The multiplier itself is actually not optimized for exactly, rather its lower bounded to ensure two reasonable conditions on the update: A) The overall loss gradient points towards (mean) loss reduction (i.e., the variance reduction component does not overpower the mean loss reduction component) B) The per-sample effective loss is positively weighted (i.e., no sample is encouraged to increase its loss value)
The resulting method relies on a simple exponential moving average of the overall predictive loss of the dataset and a few simple computations.
缺点
my main concerns with this paper are the following:
A) Computational costs. Steps 8/9 in Algorithm 1 require the independent computation of the gradient wrt the mean objective and the gradient wrt the std objective. While not egregious, this would require two backwards passes through the network so the method is computationally more intensive than some of the discussed alternatives like DRO-BPF
B) Although the motivation of VFair is shown in Eq 1, the loss constraint (in particular the delta parameter) does not end up playing a role in the final method. It is not immediately apparent what the equivalent delta value would be for the proposed method
问题
See point B in weaknesses
局限性
Yes
Reply to weaknesses
-
Computational costs. Your comment on two backward passes is correct. We will include this extra computation cost as one of the limitations of our work. Since the backward pass is the bottleneck of the total computation, we found that VFair requires approximately twice the computation time compared to the ERM method, as shown in Table 1 with the Law School dataset as an example.
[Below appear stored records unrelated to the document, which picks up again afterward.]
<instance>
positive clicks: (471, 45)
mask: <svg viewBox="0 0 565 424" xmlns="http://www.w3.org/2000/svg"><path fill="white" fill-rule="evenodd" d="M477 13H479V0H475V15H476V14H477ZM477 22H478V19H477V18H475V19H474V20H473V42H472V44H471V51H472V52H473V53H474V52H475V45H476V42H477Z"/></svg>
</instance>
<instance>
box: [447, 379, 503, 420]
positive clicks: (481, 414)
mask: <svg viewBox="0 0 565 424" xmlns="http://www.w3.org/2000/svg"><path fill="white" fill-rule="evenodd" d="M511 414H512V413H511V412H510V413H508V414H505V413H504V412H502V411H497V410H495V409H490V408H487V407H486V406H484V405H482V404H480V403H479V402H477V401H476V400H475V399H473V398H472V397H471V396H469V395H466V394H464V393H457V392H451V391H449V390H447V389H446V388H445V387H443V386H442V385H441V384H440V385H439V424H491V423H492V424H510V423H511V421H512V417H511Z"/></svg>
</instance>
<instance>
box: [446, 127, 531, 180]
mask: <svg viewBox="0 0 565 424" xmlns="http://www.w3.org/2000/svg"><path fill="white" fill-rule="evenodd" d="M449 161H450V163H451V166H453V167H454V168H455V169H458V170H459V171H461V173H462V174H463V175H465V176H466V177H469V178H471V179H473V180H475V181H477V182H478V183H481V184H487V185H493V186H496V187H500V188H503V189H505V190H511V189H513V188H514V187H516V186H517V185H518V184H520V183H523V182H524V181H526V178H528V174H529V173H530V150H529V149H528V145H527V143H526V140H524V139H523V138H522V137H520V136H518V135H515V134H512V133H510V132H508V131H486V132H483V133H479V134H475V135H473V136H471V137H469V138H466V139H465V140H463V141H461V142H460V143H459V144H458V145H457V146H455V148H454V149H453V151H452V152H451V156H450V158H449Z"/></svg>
Note that ARL, an adversarial method, requires a comparable wall-clock time to VFair due to its inner and outer optimization nature.
Table 1: Comparison of four methods' wall-clock time on Law School with the same experimental setup.
Method Time ERM 349.4s DRO 243.5s ARL 640.1s VFair 677.6s -
Delta value. Sorry for any confusion on this point. (1) When presenting the optimization steps in the paper, we considered VFair to be executed independently, so we might not know the appropriate delta value beforehand. In this sense, the final delta value a trained model can achieve will be mainly determined by the maximal number of epochs, assuming it is well-converged. (2) In the experiments, to ensure all baselines comply with the harmless fairness setting, we terminate each training process at the epoch with the nearest loss to the delta derived from a converged ERM (See lines 555-559).
Thank you for the response. I will keep my score
Thank you so much for your recognition of our work. Once again, we sincerely appreciate the time and effort you spent reviewing our paper. Your valuable suggestions and insights have greatly contributed to improving our manuscript.
We appreciate the valuable comments from the reviewers. In response to some issues that required additional experiments and illustrations, we added new experiments and figures in the supplementary PDF.
Dear reviewers, The authors have responded to your questions. Can you please check them and update your evaluation of this work as needed? Many thanks!
-AC
This paper proposes an interesting approach to achieving Rawlsian fairness in scenarios where no demographic information is provided. The paper's novel approach was appreciated, and the reviewers and the AC also welcomed its theoretical rigor. My recommendation is to accept it. Should the paper make the cut, however, the final version should include a more detailed discussion of related work, explicit information on the experimental setup, and a clearer explanation of the computational costs.